U.S.: Fresh produce “no longer the support act” on menus
How to increase fruit and vegetable consumption is the million-dollar question for many in the industry. Opening proceedings at the London Produce Show's Foodservice Forum, Gerry Ludwig of Gordon Food Service says he has found the answer - at least for the restaurant scene.
For the past 15 years, the U.S.-based food writer and trend tracker has conducted intensive, street-level culinary research involving visits to hundreds of leading restaurants.
In his latest research project, which entailed sampling dishes at more than 100 new restaurants in the biggest trend-setting cities of New York, Los Angeles and Chicago, his most prominent finding was the rapid expansion of "vegetable-centric" menus.
He said the trend had been gaining significant traction over the last three years in the U.S., from where consumer habits often spread to the U.K. and Europe.
"We really consider vegetable-centricity to be one of the very few macro trends - overarching trends that play out over long period of time," he told the international crowd during his keynote speech.
"It's still in its genesis and it is going to very seriously influence commercial foodservice for as far as the eye can see."
He explained the movement involved chefs taking fresh produce - primarily vegetables and secondarily fruits - and promoting them to the center of the plate. Vegetables often now have their own category on menus, instead of being relegated to the 'side dishes' section.

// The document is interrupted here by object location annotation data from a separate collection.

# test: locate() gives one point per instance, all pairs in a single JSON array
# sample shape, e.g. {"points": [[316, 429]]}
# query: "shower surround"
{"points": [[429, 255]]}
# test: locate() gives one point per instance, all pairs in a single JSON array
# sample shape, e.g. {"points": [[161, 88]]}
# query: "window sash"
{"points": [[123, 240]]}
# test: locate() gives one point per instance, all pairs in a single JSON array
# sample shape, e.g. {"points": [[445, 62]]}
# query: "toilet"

"One of the main changes we are seeing is chefs are treating fresh produce with the same high regard that they formerly reserved for animal-based proteins," he said.
Ludwig added chefs could not only vastly increase their flavor arsenal with this new concept, but also create far more beautiful meals.

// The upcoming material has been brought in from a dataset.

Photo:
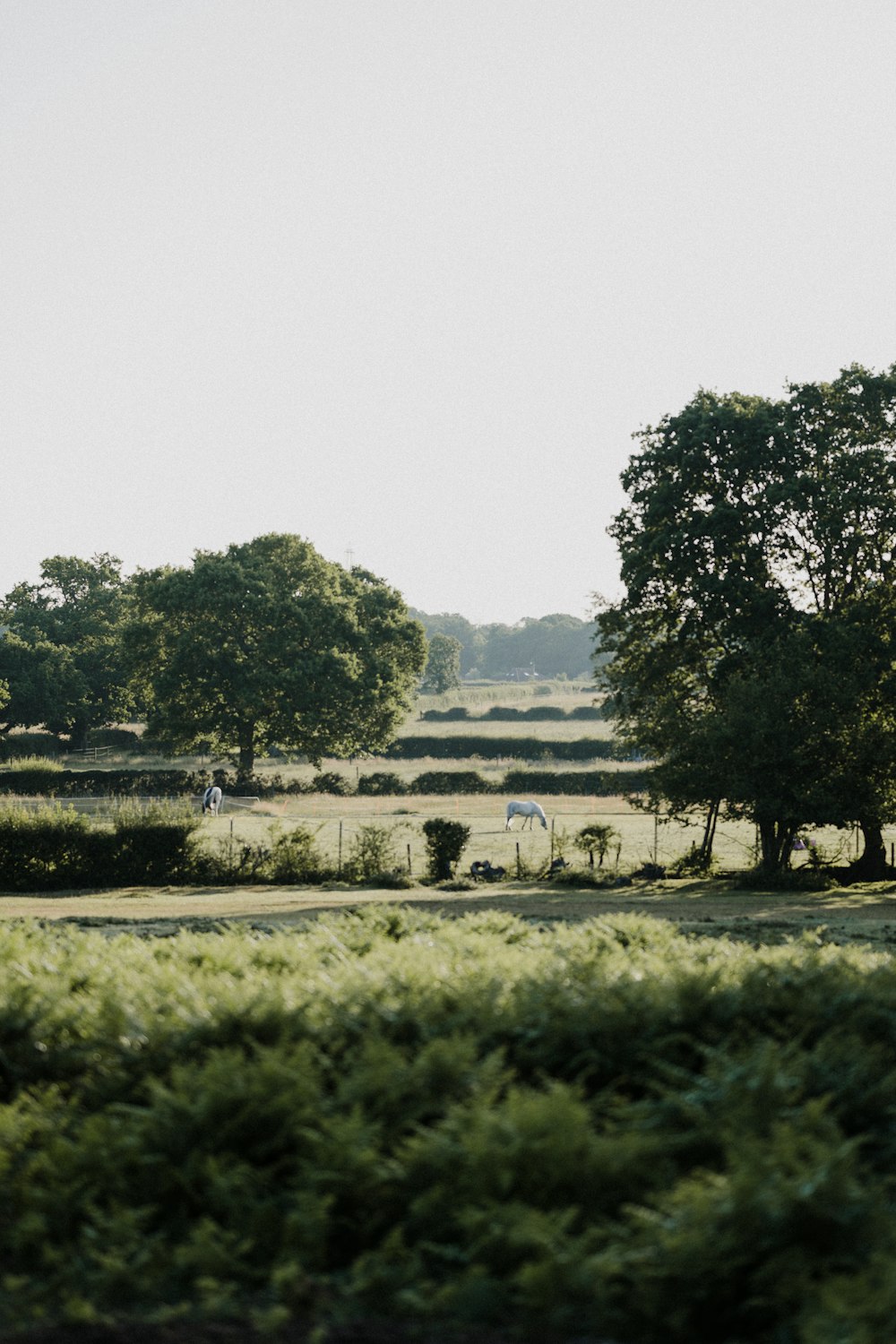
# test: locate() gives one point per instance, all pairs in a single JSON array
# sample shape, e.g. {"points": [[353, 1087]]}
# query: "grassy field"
{"points": [[864, 916]]}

However, he emphasized these new dishes were not necessarily vegetarian or vegan, as many entailed meat or seafood.
"They are targeted at the vast majority of dining consumers in America who are carnivorous and who would eat vegetable-based dishes in restaurants if only they had more compelling flavors. It doesn't have to be either vegetarian or meat-based - you can have both," he said.

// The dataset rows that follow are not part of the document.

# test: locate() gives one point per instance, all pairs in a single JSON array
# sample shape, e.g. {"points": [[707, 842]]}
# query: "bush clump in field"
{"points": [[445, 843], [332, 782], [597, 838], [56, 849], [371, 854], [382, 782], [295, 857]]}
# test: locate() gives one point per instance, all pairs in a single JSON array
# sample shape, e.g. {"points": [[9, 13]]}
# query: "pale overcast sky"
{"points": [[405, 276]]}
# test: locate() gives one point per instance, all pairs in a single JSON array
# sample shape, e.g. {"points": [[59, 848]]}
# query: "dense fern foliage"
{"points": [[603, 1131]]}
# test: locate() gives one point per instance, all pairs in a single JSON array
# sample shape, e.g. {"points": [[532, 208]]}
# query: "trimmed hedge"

Brussels sprouts and kale are two vegetables he said could be found in a significant number of the restaurants targeted as part of the research. But some others have come into prominence recently - watermelon radishes, maitake mushrooms and sunchokes.
Topping Ludwig's list of most under appreciated produce items was the persimmon.
The implications for the fresh produce industry, he explained, were powerful, as fruit and vegetables begin to take center stage.
"I can say with 100% certainty that fresh produce is no longer the support act," he told the audience.
"In all my time doing presentations it’s almost like there’s this apologetic tone or perception of being in the produce industry as opposed to the meat industry, that it's somehow second banana - pardon the pun.
"That certainly is no longer the case. Truly, you folks are in the cool school now."
He concluded that as a growing number of people discovered the joys of vegetable-based dishes, the mindset that food had to be either vegetarian or meat-based would be continue to be challenged.
"If you want to increase produce consumption in restaurants and in foodservice, you have to lose that meat-less mindset and realize that proteins are your partners," he said.
"The more that chefs do that, the more produce consumption we are going to see. I think consumers are absolutely ready."